The Janata Dal (Secular) Sunday launched an agitation against the proposed Greater Bengaluru Integrated Township (GBIT) project, which has been dubbed as the country’s first AI-powered integrated township. The township is slated to come up over an area of 8,400 acres in the Bengaluru South district.
H D Kumaraswamy, Union Minister for Heavy Industries, who addressed a rally virtually from New Delhi, said the party would not allow even an inch of land to be acquired for the project. He alleged that Bengaluru Development Minister D K Shivakumar – who is pushing for the project – was doing so to loot land around Bidadi.
“They are furnishing wrong information to the public about the township. They had lied that about 3,000 acres of the land required was government land.
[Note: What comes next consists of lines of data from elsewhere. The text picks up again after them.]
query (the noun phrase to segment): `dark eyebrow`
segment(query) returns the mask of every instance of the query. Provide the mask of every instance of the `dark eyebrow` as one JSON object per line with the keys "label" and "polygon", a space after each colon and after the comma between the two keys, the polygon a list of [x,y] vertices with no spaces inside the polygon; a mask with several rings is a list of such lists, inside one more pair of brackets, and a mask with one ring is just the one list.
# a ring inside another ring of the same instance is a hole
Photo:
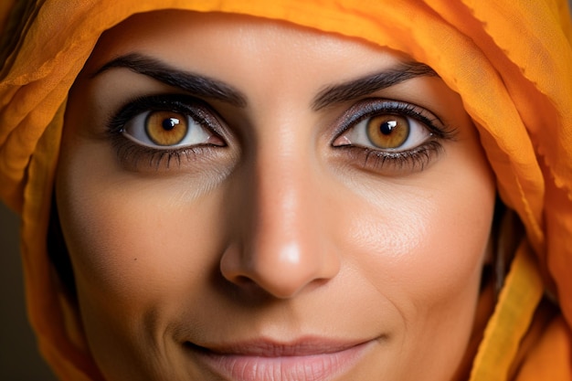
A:
{"label": "dark eyebrow", "polygon": [[325,88],[316,95],[312,109],[318,111],[335,103],[353,101],[417,77],[439,77],[420,62],[404,62],[378,73]]}
{"label": "dark eyebrow", "polygon": [[238,90],[205,76],[172,68],[158,59],[138,53],[118,57],[95,71],[91,78],[112,68],[127,68],[192,95],[211,98],[237,107],[247,105],[246,97]]}

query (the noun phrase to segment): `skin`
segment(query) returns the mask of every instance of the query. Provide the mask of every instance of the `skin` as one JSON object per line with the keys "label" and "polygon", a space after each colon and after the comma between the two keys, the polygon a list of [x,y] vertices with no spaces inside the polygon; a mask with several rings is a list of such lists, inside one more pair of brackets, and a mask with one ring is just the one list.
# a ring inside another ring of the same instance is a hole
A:
{"label": "skin", "polygon": [[[126,153],[134,143],[111,137],[113,115],[136,97],[185,93],[125,68],[94,74],[132,53],[224,82],[246,105],[204,98],[222,121],[215,145],[168,166]],[[495,195],[460,97],[421,76],[312,108],[327,87],[410,60],[238,16],[148,14],[101,37],[69,96],[56,192],[81,323],[106,379],[226,379],[189,343],[316,337],[366,346],[323,379],[451,378]],[[339,135],[339,121],[373,98],[438,116],[450,132],[435,138],[440,151],[379,165],[363,148],[340,148],[355,139]]]}

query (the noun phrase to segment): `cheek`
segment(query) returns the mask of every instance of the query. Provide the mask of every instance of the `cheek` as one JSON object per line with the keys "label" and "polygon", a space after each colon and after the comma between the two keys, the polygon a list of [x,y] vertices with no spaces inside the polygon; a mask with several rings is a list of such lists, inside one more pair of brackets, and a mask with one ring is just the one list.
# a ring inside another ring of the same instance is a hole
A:
{"label": "cheek", "polygon": [[348,260],[395,307],[411,347],[451,343],[434,343],[438,333],[468,338],[487,254],[493,179],[480,156],[450,156],[461,166],[443,164],[418,183],[368,186],[344,211],[352,216],[345,251],[355,253]]}

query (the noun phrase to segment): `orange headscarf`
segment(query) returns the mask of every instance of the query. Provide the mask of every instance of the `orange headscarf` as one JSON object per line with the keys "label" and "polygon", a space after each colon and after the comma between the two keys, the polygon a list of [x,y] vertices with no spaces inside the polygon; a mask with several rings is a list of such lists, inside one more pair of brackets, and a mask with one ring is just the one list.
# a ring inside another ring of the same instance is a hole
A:
{"label": "orange headscarf", "polygon": [[[22,216],[29,317],[62,380],[101,379],[46,254],[67,94],[104,30],[132,14],[165,8],[286,20],[365,38],[433,68],[461,94],[501,197],[526,230],[471,380],[572,380],[572,25],[566,1],[4,1],[0,197]],[[535,325],[545,290],[562,317]]]}

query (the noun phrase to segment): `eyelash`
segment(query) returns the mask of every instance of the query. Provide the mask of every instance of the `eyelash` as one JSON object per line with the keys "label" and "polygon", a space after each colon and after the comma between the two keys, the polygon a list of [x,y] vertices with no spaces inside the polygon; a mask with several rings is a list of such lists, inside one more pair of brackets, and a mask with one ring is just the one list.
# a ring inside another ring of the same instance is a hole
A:
{"label": "eyelash", "polygon": [[[169,111],[188,115],[213,134],[226,135],[217,112],[205,101],[183,94],[154,95],[136,98],[123,106],[108,122],[108,132],[117,152],[120,163],[134,169],[140,168],[144,159],[149,167],[155,170],[161,166],[169,168],[172,162],[180,165],[182,159],[189,161],[208,157],[226,145],[209,143],[183,146],[180,148],[160,149],[143,145],[125,136],[125,126],[137,115],[155,111]],[[363,145],[334,145],[334,142],[360,122],[379,115],[396,115],[412,119],[422,124],[429,132],[425,142],[404,151],[384,151]],[[435,155],[439,155],[443,146],[441,141],[454,139],[456,130],[446,126],[438,117],[427,110],[403,101],[383,99],[365,99],[354,104],[338,119],[331,146],[346,158],[364,169],[373,172],[401,173],[404,170],[415,172],[423,170]],[[224,139],[223,139],[224,141]]]}
{"label": "eyelash", "polygon": [[360,122],[379,115],[411,118],[429,130],[429,137],[412,149],[396,152],[354,144],[335,146],[334,143],[332,147],[344,151],[362,168],[374,172],[395,170],[401,173],[405,169],[415,172],[422,171],[436,155],[441,153],[441,141],[453,140],[457,132],[455,128],[447,126],[437,116],[419,106],[398,101],[365,99],[353,105],[342,115],[334,141],[355,128]]}
{"label": "eyelash", "polygon": [[139,144],[125,136],[125,126],[132,119],[143,112],[159,111],[169,111],[190,116],[213,134],[217,136],[224,134],[219,122],[214,116],[216,112],[207,103],[196,98],[183,94],[136,98],[123,106],[108,122],[108,132],[122,164],[139,168],[139,162],[146,159],[150,167],[158,170],[162,165],[169,168],[173,161],[180,165],[183,158],[187,160],[202,158],[215,147],[221,148],[219,145],[204,143],[181,148],[160,149]]}

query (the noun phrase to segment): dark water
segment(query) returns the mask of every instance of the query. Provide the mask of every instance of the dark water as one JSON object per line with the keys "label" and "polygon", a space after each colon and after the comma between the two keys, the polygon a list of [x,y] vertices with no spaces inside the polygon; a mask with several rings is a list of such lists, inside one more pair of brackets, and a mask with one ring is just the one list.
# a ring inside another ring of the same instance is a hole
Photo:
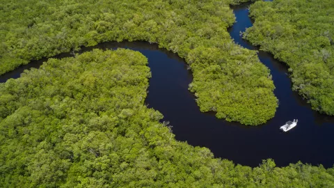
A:
{"label": "dark water", "polygon": [[[248,4],[233,7],[237,22],[230,29],[234,41],[241,46],[257,49],[239,36],[239,31],[252,25],[248,17]],[[176,54],[159,49],[157,45],[141,42],[106,42],[93,48],[129,48],[144,54],[149,61],[152,77],[150,80],[146,103],[159,110],[164,120],[170,121],[176,139],[187,141],[194,146],[209,148],[216,157],[234,163],[257,166],[262,159],[272,158],[279,166],[299,160],[313,165],[322,164],[331,167],[334,163],[334,118],[313,111],[297,93],[291,89],[287,68],[266,52],[260,52],[261,61],[270,68],[276,86],[275,95],[280,101],[275,117],[267,124],[248,127],[228,123],[215,118],[213,113],[201,113],[188,85],[191,72],[186,70],[184,60]],[[70,56],[63,54],[56,58]],[[44,60],[0,76],[0,82],[17,78],[24,69],[38,68]],[[299,119],[297,126],[289,132],[279,127],[287,120]]]}

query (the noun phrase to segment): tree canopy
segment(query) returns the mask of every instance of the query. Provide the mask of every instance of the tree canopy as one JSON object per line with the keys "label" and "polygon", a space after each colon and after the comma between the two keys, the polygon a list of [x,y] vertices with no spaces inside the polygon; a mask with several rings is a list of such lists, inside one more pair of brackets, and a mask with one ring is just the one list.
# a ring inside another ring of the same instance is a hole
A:
{"label": "tree canopy", "polygon": [[139,52],[96,49],[0,84],[0,187],[334,187],[334,169],[252,169],[175,141],[144,104],[147,65]]}
{"label": "tree canopy", "polygon": [[244,0],[0,0],[0,74],[32,59],[106,41],[158,43],[184,58],[202,111],[256,125],[278,101],[267,68],[227,31]]}
{"label": "tree canopy", "polygon": [[334,115],[334,1],[274,0],[250,6],[244,37],[289,66],[293,89]]}

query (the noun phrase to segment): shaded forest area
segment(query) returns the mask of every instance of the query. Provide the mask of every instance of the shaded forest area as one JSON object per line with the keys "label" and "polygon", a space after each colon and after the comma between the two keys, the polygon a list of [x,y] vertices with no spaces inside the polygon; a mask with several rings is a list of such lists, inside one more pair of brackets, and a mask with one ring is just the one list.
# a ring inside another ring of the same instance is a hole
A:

However, in reality, it is far less,” he said.
Nikhil Kumaraswamy, President, JD(S) youth wing, who led the protest Sunday, said farmers from Bidadi, Byramangala and other surrounding villages have been protesting for several days against the project. “The majority of those who will lose land are small farmers. The state government is trying to grab this land from the farmers,” he added.
He said that GBIT officials were carrying out surveys without consulting the farmers. The farmers were being threatened to give their land away, Nikhil Kumaraswamy alleged.
The preliminary notification was issued for the township in March this year. Earlier this month, Shivakumar had said that GBIT would be developed as India’s first and largest AI-powered integrated township. Envisioned as a second central business hub of Karnataka, the project is estimated to cost around Rs 20,000 crore and is expected to be completed over the next three years.
Shivakumar, who had visited the area on Saturday, had said that H D Kumaraswamy had first issued the notification for the project during his tenure as CM. The government would go ahead with the project and implement it under the constraints of law, he said, adding that farmers were not opposed to the project.